Hiç Doğmamış Olmayı Dilerdim

     Merhaba bugün 29 Aralık 2020 Salı günü ve benim doğum günüm. Büyüdüğümü her ne kadar hissedememiş olsam da hazır doğum günüm gelmişken bu konu hakkında bir şeyler yazsam iyi olur dedim ve sandalyenin başına oturdum. Oturdum oturmasına ancak yazacak bir şey bulamadığımı fark ettim. Dedim bari yaşadığımız yüzyılın benimle birlikte beşte birini tamamlaması ile ilgili bir şeyler yazayım. Ben yine yazacak bir şey bulamadım. Doğum günümde yazarım hem son zamanlarda neler hissettiğimi anlatırım bu vesileyle güzel bahane olur dedim ama yazacak bir şey bulamayınca hiç dediğim gibi olmadı. 

     Sonra da acaba yeni yaşımdan bir dileğim var mı -çünkü genelde olur- onu yazsam nasıl olur dedim kendi kendime. Para, barış, huzur istiyordum elbet herkes gibi; ama bunlar her zaman istediğim ve pek çok insanın da istediği şeylerdendi. Biraz aklımı yorduktan sonra karar verme aşamasına geldim.  Genel olarak insanların çok dilediği bir şey olan ve yine benim de en çok dilediğim şeylerden birine, mutluluğa karar verdim.
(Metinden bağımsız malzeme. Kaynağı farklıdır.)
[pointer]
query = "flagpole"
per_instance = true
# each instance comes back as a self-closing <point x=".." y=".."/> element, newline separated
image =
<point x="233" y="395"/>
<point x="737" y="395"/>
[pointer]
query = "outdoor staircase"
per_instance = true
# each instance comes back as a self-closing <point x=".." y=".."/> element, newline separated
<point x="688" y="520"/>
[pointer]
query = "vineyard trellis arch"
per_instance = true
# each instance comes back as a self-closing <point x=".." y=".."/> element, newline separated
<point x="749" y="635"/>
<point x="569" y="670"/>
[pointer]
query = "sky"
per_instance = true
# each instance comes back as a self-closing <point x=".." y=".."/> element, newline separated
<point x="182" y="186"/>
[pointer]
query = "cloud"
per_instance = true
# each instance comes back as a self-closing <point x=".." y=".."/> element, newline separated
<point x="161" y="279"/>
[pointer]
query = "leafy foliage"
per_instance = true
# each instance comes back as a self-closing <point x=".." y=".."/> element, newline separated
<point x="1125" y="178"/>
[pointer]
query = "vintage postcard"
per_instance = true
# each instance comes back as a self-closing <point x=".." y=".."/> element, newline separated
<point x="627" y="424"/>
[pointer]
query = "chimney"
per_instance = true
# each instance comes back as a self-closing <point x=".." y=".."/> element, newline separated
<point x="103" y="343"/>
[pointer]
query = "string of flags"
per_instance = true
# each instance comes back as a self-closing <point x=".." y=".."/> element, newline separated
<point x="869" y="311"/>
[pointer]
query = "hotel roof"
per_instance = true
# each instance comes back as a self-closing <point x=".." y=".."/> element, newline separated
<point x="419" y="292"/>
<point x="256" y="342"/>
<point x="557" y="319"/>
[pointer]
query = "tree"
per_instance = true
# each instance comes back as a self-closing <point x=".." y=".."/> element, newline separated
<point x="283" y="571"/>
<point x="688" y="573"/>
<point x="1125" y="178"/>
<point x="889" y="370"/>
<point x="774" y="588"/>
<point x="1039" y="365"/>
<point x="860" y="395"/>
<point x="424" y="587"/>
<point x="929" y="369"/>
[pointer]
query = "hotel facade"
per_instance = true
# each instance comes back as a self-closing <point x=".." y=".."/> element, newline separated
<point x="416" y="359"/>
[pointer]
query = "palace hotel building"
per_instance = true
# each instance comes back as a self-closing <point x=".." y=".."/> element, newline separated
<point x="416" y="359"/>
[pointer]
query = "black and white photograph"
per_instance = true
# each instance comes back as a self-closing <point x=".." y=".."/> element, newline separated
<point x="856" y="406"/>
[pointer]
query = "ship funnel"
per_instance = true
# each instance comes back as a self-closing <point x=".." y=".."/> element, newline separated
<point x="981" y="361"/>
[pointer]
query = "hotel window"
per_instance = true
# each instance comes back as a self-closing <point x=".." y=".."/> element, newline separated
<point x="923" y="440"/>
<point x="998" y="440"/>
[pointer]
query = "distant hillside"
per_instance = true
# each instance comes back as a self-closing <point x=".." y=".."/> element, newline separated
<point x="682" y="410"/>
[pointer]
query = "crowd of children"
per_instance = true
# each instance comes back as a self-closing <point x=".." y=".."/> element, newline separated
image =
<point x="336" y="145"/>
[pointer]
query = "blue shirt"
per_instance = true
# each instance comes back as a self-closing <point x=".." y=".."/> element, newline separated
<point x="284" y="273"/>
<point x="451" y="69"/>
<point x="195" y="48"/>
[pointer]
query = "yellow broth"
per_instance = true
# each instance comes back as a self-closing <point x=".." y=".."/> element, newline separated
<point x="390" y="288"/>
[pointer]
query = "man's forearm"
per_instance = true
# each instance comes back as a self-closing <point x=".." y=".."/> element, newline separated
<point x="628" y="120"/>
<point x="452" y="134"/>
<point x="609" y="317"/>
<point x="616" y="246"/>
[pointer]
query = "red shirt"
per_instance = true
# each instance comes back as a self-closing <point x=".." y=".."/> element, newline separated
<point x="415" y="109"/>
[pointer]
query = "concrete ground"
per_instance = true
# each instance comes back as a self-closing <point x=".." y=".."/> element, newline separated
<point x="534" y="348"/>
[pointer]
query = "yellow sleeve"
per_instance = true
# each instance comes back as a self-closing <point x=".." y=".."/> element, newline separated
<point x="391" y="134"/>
     Peki nasıl mutlu olabilirdim; açlık, sefalet, haksızlık ve kötülüklerle dolu olan bu dünyada?  Küçücük bir şey de beni mutlu edemez miydi? Ederdi. Ben böyle saçma saçma düşünürken aslında nasıl sorusunu sormadan mutluluk nedir sorusunu önce sormam gerektiğini fark ettim. Sordum. Mutluluk neydi? Bir kere mutlu olsam bir ömür boyu sürer miydi? Komiktir ki kendi düşünceme yine kendim cevap verdim. Mutluluk tabi ki de sonsuza kadar sürmezdi ayrıca mutluluk bir süreç değil bir andan ibaretti. Bunları düşündükten sonra nasıl sorusuna geri döndüm. Daha önce beni nelerin mutlu ettiğini gözümün önüne getirdim. Küçücük bir anahtarlık, benim için değerli birisiyle yaşadığım özel bir an, dönem sonu notumun yüksek gelmesi, kimsenin dinlemediği güzel bir şarkıyı keşfetmek veya yiyeceğim bir tabak yemek... Bunun gibi şeyler bile  beni mutlu etmeye yeterdi. O zaman ben mutluluğu dilemeli miydim? Acelem yoktu, biraz daha düşündüm. 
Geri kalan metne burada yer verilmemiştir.